Step 4: Immediately receive loan offers. Here's what you'll discover:
- Rates vary, starting around 6 percent to upwards of 25 percent
- Payback terms are typically 3 to 5 years
- Loan amounts are between $5,000-$35,000
- Credit scores are a minimum of 640 to, on average, 700
Step 5: Accept offer and submit any additional documentation requested, which may include pay stubs and W2s.
Step 6: Receive loan funds directly to personal bank account, less origination fees of around 1 to 6 percent, and as fast as the next business day to a week.
Step 7: Use loan funds to pay off credit card debt and enter monthly fixed repayment term. Investors are paid back over time with interest for money lent.
Should you decline any initial or final loan offers, no money is funded and you're not penalized.
Fixed Rates, No Pre-Payment Penalties
That's right, these loans have guaranteed rates, fixed payments and no pre-payment penalties.
As you free up "revolving" credit card balances and pay down peer-to-peer fixed installment loans, your credit scores will improve. Remember, 30 percent of credit scores is determined by used versus available credit. As your aggregate of available credit grows, so does your score.
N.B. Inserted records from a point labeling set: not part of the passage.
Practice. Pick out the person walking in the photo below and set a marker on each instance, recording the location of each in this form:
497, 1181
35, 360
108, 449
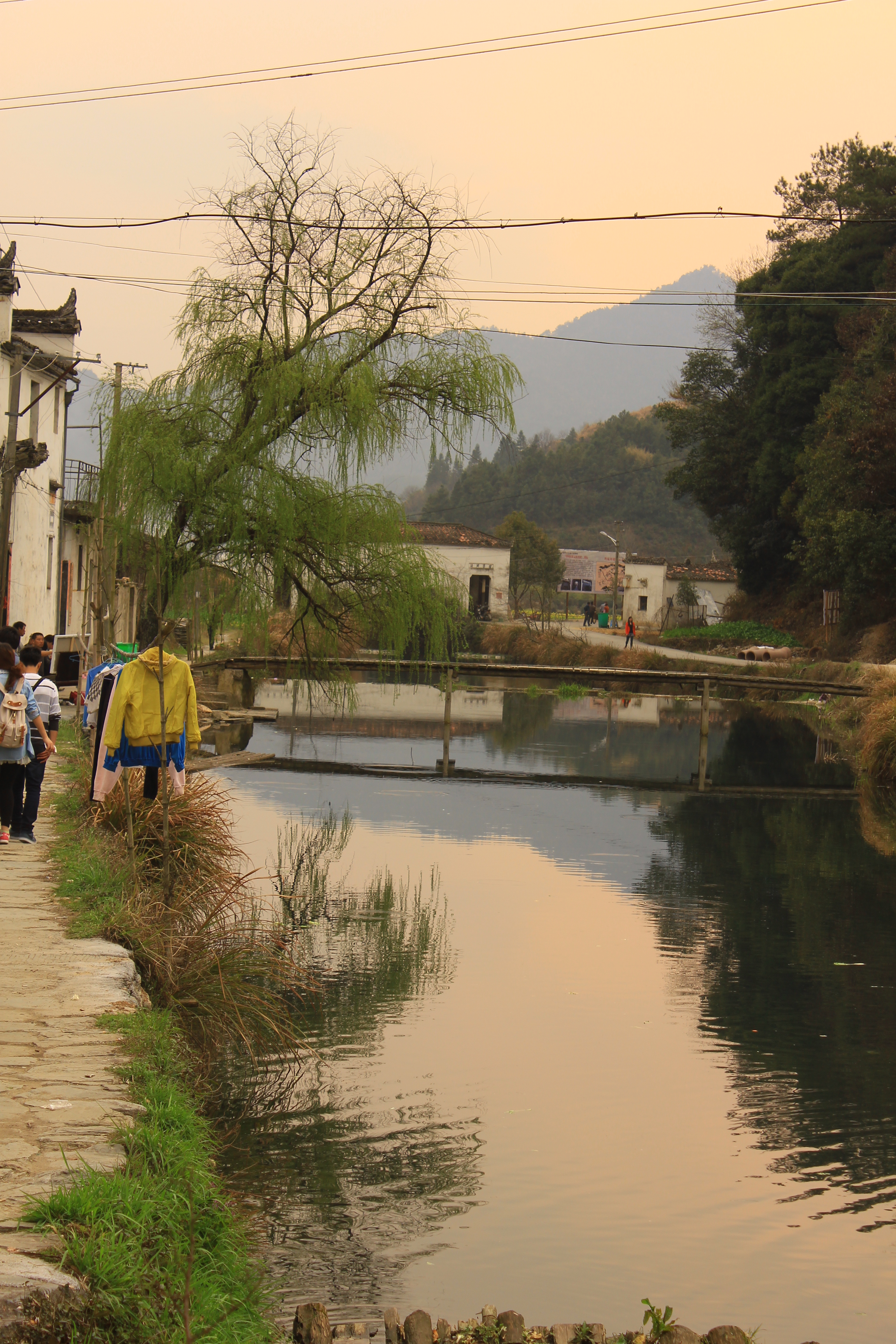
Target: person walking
19, 716
27, 788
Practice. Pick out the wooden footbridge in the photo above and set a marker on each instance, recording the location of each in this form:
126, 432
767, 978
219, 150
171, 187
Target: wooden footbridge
621, 682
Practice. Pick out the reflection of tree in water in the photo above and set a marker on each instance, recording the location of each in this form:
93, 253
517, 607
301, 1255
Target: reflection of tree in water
773, 746
350, 1178
768, 898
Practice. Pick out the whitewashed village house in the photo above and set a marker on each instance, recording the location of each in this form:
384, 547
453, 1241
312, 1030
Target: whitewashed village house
479, 562
651, 586
39, 593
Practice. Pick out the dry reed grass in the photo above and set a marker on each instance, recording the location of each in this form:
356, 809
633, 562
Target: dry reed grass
207, 951
876, 744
It's obvious why this type of financing is so appealing to consumers. Walk into a bank today, ask for a credit card refinance or debt consolidation loan and get offered another credit card with a teaser promo that converts to a monthly 15 to 20 percent finance charge.
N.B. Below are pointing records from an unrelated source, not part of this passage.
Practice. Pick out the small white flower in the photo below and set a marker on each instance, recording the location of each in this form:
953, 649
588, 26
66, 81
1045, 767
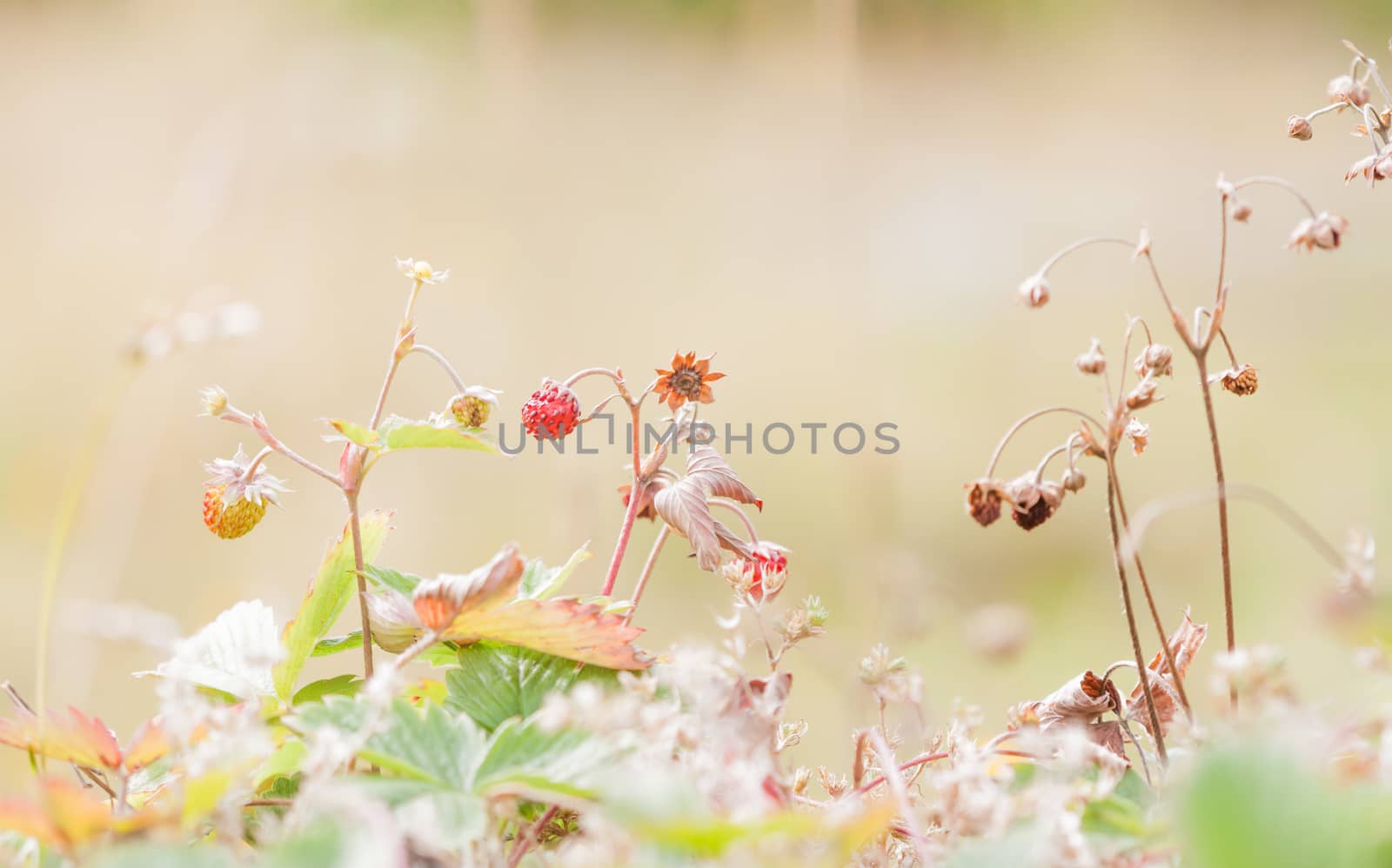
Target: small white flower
421, 270
257, 487
213, 399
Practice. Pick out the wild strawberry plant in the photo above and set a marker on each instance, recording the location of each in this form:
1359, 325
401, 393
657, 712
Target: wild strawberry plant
496, 721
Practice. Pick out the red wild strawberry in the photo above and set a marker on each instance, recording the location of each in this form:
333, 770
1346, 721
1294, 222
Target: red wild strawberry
230, 520
234, 498
762, 576
552, 412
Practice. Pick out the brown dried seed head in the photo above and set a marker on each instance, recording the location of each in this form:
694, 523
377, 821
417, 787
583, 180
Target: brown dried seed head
1143, 396
1155, 361
1345, 90
1034, 291
1074, 480
983, 501
1241, 380
1093, 361
1139, 434
1034, 503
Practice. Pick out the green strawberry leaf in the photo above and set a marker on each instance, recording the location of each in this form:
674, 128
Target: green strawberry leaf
340, 684
325, 598
540, 582
436, 433
496, 682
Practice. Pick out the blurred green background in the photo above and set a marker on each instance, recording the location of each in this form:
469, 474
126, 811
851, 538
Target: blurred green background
837, 197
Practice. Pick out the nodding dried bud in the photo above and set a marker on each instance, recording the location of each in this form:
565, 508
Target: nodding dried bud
1378, 167
983, 501
1345, 90
1093, 361
1322, 231
1074, 480
1143, 396
1139, 434
1034, 503
1241, 380
1299, 127
1155, 361
1034, 291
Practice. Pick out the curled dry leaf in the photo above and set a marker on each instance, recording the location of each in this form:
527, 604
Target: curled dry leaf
1183, 645
1078, 701
686, 506
438, 601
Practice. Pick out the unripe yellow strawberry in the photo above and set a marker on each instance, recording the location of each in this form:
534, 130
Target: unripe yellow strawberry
230, 520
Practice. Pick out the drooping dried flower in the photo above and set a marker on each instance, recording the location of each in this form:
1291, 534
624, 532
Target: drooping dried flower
421, 270
1322, 231
1347, 90
1034, 291
760, 576
1034, 501
1241, 380
1074, 480
473, 405
1143, 396
1078, 701
1377, 167
213, 399
1092, 361
1139, 434
688, 380
1155, 361
983, 501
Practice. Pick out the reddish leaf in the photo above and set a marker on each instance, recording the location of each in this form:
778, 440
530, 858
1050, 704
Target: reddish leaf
77, 739
564, 626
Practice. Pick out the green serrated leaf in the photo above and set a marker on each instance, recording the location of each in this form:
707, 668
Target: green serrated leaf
283, 761
397, 433
354, 433
525, 760
340, 684
540, 582
496, 682
325, 600
380, 576
429, 746
338, 643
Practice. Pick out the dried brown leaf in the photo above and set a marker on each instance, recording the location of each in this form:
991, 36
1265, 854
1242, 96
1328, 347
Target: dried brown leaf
1183, 645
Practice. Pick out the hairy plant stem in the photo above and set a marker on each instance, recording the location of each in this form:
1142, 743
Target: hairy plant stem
647, 568
1201, 359
1131, 617
1150, 600
635, 496
351, 496
533, 835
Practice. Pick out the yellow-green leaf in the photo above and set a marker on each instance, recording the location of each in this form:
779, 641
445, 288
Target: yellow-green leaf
325, 600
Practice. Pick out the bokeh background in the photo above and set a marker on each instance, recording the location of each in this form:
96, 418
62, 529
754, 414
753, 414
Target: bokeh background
839, 197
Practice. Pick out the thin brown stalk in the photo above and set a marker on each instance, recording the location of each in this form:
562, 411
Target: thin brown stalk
1131, 617
362, 580
1150, 600
1222, 511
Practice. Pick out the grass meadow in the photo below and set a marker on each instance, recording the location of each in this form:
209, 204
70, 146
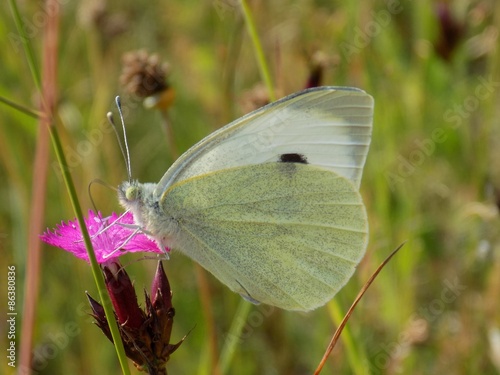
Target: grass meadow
432, 177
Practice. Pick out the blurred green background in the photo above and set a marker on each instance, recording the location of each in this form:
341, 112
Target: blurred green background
432, 177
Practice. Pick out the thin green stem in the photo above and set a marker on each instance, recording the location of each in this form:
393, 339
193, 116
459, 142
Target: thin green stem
353, 354
20, 108
28, 48
98, 276
96, 270
259, 52
233, 338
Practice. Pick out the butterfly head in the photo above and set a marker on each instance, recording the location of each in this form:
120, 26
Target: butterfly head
136, 197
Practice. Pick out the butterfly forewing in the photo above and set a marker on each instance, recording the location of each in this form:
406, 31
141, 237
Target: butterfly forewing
331, 126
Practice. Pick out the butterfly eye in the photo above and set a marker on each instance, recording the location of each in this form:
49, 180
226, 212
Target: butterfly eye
132, 193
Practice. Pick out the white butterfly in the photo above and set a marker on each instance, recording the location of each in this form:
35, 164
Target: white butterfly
269, 204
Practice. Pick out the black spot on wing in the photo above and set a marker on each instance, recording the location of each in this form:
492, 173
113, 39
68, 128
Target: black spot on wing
293, 158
"Sixty-five percent of our clientele uses funds to eliminate credit card debt," said Prosper CEO Aaron Vermut.
"We do feel peer-to-peer lending is a superior way to borrow money and fix credit. Not that credit cards aren't a useful tool; they are great for point-of-sale purchases, but not to borrow money," said Vermut.
Yesterday, Prosper crossed $2 billion in funded loans for approximately 160,000 borrowers. Valued at $650 million, the company celebrated its first billion in loans funded just this past April. It took 8 years from 2006 to fund the first billion and only 6 months for the second.
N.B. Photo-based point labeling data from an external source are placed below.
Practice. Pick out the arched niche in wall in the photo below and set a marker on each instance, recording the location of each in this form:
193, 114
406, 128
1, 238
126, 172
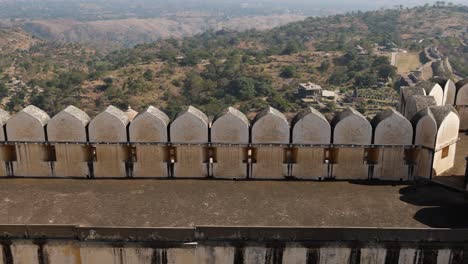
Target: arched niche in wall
4, 151
110, 126
448, 124
69, 126
391, 128
351, 127
230, 135
190, 126
150, 126
27, 125
449, 88
270, 127
4, 117
312, 128
425, 133
462, 93
31, 160
188, 131
231, 126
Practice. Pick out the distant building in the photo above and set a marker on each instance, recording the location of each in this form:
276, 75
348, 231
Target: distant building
309, 90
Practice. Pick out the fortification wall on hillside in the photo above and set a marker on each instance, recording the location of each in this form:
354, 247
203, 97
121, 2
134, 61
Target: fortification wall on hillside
204, 245
111, 144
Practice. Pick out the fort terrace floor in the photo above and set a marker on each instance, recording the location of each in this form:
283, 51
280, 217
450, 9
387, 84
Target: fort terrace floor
186, 203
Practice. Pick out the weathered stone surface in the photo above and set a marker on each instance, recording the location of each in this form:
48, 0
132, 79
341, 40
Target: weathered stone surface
149, 126
375, 255
448, 124
462, 92
270, 127
109, 126
391, 128
230, 127
31, 159
69, 126
190, 126
425, 135
449, 88
310, 127
24, 252
461, 103
27, 125
4, 116
351, 128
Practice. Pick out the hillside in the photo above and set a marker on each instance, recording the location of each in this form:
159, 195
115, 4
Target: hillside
349, 54
114, 33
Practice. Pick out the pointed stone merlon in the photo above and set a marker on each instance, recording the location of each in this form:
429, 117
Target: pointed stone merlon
149, 126
392, 128
270, 127
4, 116
230, 127
461, 103
351, 127
449, 90
311, 127
109, 126
32, 160
68, 126
27, 125
190, 126
448, 124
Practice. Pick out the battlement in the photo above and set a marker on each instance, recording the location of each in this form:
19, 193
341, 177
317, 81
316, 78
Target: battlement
113, 144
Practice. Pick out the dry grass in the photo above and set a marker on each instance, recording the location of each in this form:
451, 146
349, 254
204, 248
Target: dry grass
407, 62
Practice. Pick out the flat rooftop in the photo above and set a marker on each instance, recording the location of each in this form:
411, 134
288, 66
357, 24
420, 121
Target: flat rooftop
188, 203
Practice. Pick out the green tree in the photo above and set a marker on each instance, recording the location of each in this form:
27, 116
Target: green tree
288, 72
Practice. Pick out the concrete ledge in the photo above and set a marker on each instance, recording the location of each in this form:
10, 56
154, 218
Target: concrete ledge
232, 234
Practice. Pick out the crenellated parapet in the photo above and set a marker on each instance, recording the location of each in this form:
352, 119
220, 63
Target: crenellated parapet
149, 144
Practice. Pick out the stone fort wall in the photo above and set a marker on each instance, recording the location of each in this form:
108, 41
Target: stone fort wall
230, 245
118, 145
Days ago, Lending Club announced the New York Stock Exchange for its hotly anticipated IPO later this year, and has been valued at $5 billion. The company is in a "quiet period" and was unavailable for comment. Who knows what they may be able to do once the money's raised: higher loan amounts? Looser credit guidelines?
What differentiates newcomer Upstart, which started lending six months ago, is its willingness to consider academic records and earning potential as positive qualifying factors. At 28 years old, its average borrower is younger than Prosper and Lending Club's average, about 40.
Started by ex-Googlers, Upstart's credit score minimum is also lower, at 640. "We understand that you may not have decades of work or credit history," said Founder Dave Girouard. "A loan candidate may be a nursing graduate who is six months to a year out of school."
To date, Upstart has originated about 1,400 loans totaling $20 million, with no defaults on record, thanks to its proprietary data and risk model.
Another Upstart differentiator? Speed. According to Girouard, "If you accept your offer by 5 p.m. EST, your loan will be funded the next day."
Peer-to-peer lending companies are audited as if they're banks, though loans are originated by partner banks. "We'd like to think of ourselves as a lender built inside out. Everything we do is published and exposed. We file public financials, and that really is the DNA of Prosper and gives us a transparency ethos," said Vermut.
Research on third-party consumer forums shows mostly favorable reviews and positive experiences.
More peer-to-peer lenders with in-house risk models will surface, while banks and traditional creditors will lose customers who have decent credit. Who's up for a little innovation to spur competition... and better a deal for consumers?